Ce n’est pas seulement dans les portraits qu’il a faits de lui-même et des siens que Rembrandt nous a raconté son histoire. Jamais peintre n’eut un talent plus personnel et n’a mis davantage sa vie et son caractère dans son œuvre. Comme le remarque M. Michel, les sujets qu’il aimait à traiter étaient toujours en rapport avec ses sentimens intimes, avec sa situation, avec l’état de son cœur.

Quand il a perdu sa mère et que la santé de Saskia décline, on le voit traiter de préférence des scènes de la vie de famille, et il s’applique à rendre en la glorifiant toute la douceur de ces joies domestiques dont il connaît mieux le prix depuis qu’il les sait précaires et fugitives. Dans ses années de détresse, lorsque ses créanciers implacables l’ont déclaré en faillite, il revient à la peinture religieuse.
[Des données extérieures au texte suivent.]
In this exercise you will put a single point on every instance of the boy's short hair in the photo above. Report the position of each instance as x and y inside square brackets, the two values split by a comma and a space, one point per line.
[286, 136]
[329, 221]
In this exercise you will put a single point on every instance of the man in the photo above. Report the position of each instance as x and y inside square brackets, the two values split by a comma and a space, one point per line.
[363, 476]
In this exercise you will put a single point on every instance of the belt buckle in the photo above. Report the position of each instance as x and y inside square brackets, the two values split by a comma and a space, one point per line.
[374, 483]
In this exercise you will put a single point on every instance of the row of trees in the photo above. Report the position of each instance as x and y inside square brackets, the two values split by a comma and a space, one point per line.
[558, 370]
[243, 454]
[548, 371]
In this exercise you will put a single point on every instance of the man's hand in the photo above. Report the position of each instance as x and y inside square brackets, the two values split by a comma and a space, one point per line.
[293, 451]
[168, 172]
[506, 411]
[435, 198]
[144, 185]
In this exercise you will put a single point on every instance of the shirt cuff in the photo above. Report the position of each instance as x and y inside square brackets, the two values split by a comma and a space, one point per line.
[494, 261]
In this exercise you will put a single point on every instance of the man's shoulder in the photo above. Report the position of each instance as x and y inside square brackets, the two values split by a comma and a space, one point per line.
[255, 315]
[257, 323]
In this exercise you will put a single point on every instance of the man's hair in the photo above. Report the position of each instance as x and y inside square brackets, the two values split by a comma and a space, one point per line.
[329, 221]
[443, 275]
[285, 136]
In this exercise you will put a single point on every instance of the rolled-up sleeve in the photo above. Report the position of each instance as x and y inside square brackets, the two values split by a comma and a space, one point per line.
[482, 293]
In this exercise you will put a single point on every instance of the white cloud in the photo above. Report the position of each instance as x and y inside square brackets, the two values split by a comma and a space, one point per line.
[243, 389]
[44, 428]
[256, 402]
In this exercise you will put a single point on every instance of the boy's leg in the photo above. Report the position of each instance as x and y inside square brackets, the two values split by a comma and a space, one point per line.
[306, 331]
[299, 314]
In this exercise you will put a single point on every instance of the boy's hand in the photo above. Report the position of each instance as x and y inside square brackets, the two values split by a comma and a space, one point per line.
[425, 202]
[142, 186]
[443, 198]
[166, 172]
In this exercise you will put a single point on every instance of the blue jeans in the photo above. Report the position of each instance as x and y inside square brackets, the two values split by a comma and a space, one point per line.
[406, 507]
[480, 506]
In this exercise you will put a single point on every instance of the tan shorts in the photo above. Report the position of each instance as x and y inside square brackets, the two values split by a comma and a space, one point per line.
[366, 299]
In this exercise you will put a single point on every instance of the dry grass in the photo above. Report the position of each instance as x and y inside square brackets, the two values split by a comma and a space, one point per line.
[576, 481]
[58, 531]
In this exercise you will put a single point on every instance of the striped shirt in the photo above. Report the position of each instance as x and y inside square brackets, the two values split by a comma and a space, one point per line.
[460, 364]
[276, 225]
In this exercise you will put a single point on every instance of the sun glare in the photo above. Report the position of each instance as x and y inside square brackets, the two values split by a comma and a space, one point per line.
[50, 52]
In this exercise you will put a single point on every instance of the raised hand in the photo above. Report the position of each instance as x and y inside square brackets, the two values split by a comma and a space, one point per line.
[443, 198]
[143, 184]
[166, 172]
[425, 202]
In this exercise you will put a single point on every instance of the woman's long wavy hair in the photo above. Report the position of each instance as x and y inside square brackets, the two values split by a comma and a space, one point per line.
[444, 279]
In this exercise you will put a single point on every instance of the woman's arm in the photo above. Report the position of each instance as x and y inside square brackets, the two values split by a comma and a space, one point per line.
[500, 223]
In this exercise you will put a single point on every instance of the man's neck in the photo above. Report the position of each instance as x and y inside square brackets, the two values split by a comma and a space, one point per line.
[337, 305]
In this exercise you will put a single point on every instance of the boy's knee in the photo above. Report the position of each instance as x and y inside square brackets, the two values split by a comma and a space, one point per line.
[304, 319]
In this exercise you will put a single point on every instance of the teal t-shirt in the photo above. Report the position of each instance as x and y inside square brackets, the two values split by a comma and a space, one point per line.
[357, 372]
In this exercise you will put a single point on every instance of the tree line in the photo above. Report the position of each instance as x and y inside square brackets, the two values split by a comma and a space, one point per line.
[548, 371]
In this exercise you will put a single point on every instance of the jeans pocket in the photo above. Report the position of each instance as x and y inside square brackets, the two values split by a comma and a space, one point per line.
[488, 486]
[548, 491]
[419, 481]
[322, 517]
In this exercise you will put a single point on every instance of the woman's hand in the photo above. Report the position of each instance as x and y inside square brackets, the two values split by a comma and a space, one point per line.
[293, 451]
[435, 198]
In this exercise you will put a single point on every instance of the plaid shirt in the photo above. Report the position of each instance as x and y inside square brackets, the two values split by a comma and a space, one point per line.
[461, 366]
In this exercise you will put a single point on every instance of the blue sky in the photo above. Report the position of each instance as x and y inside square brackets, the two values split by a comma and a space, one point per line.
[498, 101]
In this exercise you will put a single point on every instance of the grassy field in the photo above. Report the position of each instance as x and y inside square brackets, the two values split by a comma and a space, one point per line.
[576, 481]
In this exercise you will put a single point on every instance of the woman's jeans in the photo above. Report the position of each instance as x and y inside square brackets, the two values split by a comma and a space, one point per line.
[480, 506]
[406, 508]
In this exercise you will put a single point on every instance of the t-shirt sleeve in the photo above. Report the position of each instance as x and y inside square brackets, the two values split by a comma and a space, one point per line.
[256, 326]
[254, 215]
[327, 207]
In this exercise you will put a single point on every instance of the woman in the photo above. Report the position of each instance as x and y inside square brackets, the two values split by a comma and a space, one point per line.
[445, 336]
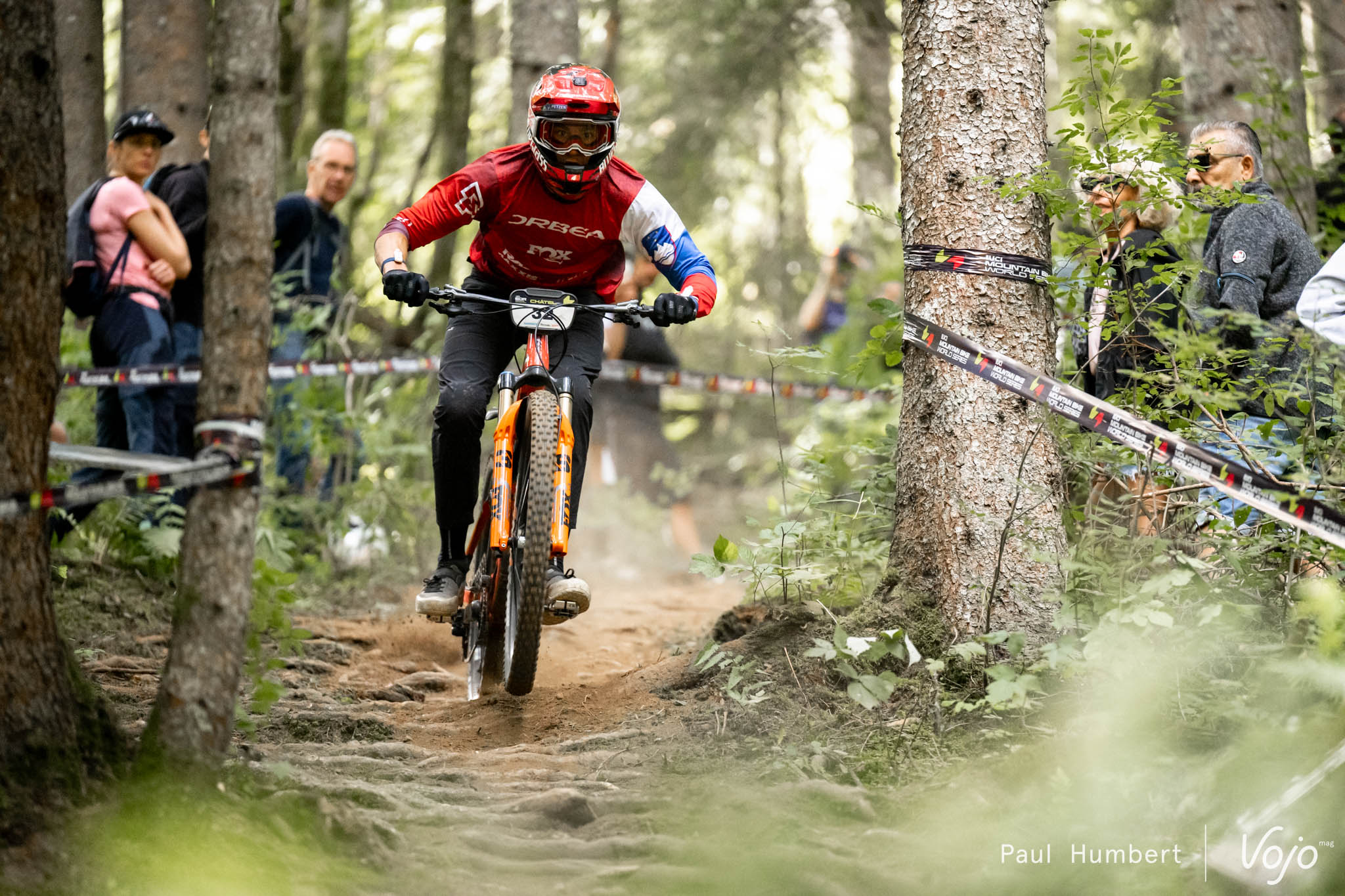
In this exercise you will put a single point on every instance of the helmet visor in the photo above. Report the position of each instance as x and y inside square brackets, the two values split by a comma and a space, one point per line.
[565, 135]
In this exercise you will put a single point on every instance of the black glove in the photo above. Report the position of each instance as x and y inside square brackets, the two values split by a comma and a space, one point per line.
[407, 286]
[673, 308]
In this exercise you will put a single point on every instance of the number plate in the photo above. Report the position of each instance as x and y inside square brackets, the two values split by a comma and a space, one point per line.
[554, 309]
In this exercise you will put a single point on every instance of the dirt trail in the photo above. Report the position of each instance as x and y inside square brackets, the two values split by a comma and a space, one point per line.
[376, 721]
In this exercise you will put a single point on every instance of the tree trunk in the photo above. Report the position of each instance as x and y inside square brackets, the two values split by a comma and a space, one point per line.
[973, 458]
[54, 730]
[1227, 50]
[542, 34]
[164, 65]
[290, 101]
[1329, 34]
[79, 54]
[327, 64]
[871, 108]
[194, 714]
[456, 109]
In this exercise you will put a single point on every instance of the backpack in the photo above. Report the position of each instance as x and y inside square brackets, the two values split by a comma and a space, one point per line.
[87, 285]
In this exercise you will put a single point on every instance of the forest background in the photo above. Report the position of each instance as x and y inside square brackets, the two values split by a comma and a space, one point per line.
[767, 124]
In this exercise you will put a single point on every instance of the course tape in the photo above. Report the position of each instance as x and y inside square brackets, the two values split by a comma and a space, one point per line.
[1132, 431]
[618, 371]
[975, 261]
[213, 472]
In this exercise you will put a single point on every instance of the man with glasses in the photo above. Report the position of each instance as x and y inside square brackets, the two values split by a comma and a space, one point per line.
[1256, 261]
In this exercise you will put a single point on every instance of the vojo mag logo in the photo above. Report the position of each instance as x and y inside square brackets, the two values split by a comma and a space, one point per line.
[1275, 860]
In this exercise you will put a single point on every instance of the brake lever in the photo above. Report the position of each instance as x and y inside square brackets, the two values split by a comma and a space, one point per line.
[450, 308]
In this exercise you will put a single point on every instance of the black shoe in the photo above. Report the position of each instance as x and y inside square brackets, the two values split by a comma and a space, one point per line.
[567, 595]
[443, 593]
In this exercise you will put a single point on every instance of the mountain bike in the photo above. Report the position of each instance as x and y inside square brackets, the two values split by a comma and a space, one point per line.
[525, 511]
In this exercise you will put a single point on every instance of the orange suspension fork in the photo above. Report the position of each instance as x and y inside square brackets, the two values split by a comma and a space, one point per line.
[502, 464]
[563, 477]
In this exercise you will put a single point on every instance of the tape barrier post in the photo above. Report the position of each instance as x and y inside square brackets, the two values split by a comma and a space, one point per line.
[1132, 431]
[617, 371]
[975, 261]
[229, 457]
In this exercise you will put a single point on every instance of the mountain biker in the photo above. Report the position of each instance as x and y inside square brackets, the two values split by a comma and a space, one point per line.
[553, 213]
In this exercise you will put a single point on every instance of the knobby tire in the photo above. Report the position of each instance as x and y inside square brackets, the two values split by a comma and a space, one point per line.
[533, 501]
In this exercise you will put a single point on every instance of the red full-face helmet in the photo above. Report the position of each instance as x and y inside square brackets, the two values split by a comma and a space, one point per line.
[572, 123]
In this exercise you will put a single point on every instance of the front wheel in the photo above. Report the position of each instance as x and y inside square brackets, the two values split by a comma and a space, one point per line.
[530, 540]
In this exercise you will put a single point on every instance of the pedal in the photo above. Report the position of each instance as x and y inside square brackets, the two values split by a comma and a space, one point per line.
[565, 609]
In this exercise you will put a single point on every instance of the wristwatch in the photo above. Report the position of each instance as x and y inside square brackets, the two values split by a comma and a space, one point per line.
[396, 257]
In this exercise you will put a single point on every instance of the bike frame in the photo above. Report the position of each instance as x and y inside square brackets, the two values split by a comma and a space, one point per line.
[496, 513]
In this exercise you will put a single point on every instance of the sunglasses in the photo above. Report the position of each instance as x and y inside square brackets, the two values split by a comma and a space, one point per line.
[1090, 184]
[1207, 160]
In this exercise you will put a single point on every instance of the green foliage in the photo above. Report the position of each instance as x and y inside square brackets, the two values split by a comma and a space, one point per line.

Il nous montre, dans le beau tableau qui fait aujourd’hui partie de la collection de M. le comte Orlof Davidof, la figure du Christ telle qu’il avait appris à la voir, aussi tendre qu’auguste. Représenté de face, à mi-corps, les bras à demi croisés, c’est le grand martyr, dont la sérénité divine console les douleurs humaines. Il ne peint pas toujours le Christ, mais il met de la religion dans tout ce qu’il peint, et, humblement prosternés devant Jupiter, les mains jointes, son Philémon et sa Baucis font penser aux Pèlerins d’Emmaüs, tant leur ferveur est grande, tant leur piété est profonde et touchante. Vers le même temps, il exécute cette magnifique étude de vieille femme que possède M. Kann, « l’une des peintures les plus fortes, les plus éclatantes qu’il ait jamais produites. » Assise de face dans un fauteuil, vêtue d’une robe jaune à corsage brun, coiffée d’une capeline grise et jaune clair qui met son visage à l’ombre, cette pauvre vieille, des ciseaux d’acier à la main, est occupée à se couper les ongles. Elle a beaucoup pâti, la souffrance a ravagé ses traits, elle est presque décrépite, et elle nous impose par une majesté secrète. Elle n’aime plus la vie et ne craint plus la mort ; mais elle a l’air de dire : « Quand on a perdu ses illusions, il faut garder ses habitudes et ne pas laisser de se faire les ongles. »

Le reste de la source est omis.